Hoofdstuk I - Algemene bepalingen

§ 1 - Reikwijdte

Deze beleidsregels gelden bij de heffing van waterschapsbelastingen en bij de heffing van gemeentelijke belastingen waarop de Algemene wet inzake rijksbelastingen (AWR) van toepassing is.

§ 2 - Begrip belanghebbende

Onder belanghebbende wordt voor de toepassing van dit besluit verstaan degene aan wie een boete is of kan worden opgelegd.

§ 3 - Toerekening

Een handelen of nalaten van een derde, die voor of namens belanghebbende optreedt, wordt aan de belanghebbende toegerekend.

§ 4 - Verzuimboete/vergrijpboete

  • 1.

    De verzuimboete heeft tot doel een gebod tot nakoming van fiscale verplichtingen aan te scherpen. Voor het opleggen van de verzuimboete is voldoende dat aan één of meer van deze verplichtingen niet is voldaan. Bij afwezigheid van alle schuld (hierna te noemen: “avas” ) legt de heffingsambtenaar geen verzuimboete op. Indien bij bezwaar blijkt dat sprake is van avas, vernietigt de heffingsambtenaar de boete.
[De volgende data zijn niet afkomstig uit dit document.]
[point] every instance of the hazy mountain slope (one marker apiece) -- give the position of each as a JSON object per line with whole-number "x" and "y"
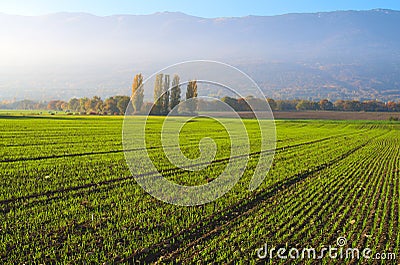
{"x": 344, "y": 54}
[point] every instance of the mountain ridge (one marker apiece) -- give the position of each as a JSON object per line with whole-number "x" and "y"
{"x": 337, "y": 54}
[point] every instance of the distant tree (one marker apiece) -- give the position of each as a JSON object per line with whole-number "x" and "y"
{"x": 165, "y": 96}
{"x": 191, "y": 93}
{"x": 110, "y": 106}
{"x": 243, "y": 105}
{"x": 232, "y": 102}
{"x": 94, "y": 105}
{"x": 55, "y": 105}
{"x": 83, "y": 104}
{"x": 122, "y": 103}
{"x": 158, "y": 90}
{"x": 175, "y": 97}
{"x": 392, "y": 106}
{"x": 374, "y": 105}
{"x": 286, "y": 105}
{"x": 306, "y": 105}
{"x": 272, "y": 104}
{"x": 339, "y": 105}
{"x": 325, "y": 104}
{"x": 137, "y": 93}
{"x": 73, "y": 104}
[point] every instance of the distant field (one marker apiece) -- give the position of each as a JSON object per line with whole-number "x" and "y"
{"x": 336, "y": 115}
{"x": 67, "y": 196}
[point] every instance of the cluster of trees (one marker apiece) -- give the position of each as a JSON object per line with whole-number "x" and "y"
{"x": 324, "y": 104}
{"x": 112, "y": 105}
{"x": 166, "y": 96}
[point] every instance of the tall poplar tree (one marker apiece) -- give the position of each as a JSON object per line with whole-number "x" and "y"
{"x": 137, "y": 93}
{"x": 165, "y": 95}
{"x": 175, "y": 93}
{"x": 191, "y": 92}
{"x": 158, "y": 90}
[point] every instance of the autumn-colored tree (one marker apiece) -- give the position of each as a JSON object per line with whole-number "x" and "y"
{"x": 325, "y": 104}
{"x": 73, "y": 104}
{"x": 137, "y": 93}
{"x": 110, "y": 106}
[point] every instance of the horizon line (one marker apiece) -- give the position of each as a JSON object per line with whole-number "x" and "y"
{"x": 190, "y": 15}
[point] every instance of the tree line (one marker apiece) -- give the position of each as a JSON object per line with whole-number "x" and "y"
{"x": 167, "y": 96}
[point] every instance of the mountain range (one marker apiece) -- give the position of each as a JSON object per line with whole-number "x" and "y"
{"x": 334, "y": 55}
Belanghebbende dient avas te stellen en te bewijzen.

  • 2.

    De vergrijpboete is gericht op het bestraffen van een handelen of nalaten waarbij sprake is van opzet dan wel grove schuld. De heffingsambtenaar dient de aanwezigheid van opzet of grove schuld te stellen en te bewijzen.

§ 5 - Verplichte keuze verzuimboete of vergrijpboete

Bij het niet doen van aangifte met betrekking tot belastingen die bij wege van aanslag worden geheven maakt de heffingsambtenaar een keuze tussen het opleggen van een verzuimboete en het opleggen van een vergrijpboete. Een eenmaal opgelegde verzuimboete sluit het opleggen van een vergrijpboete voor hetzelfde feit uit.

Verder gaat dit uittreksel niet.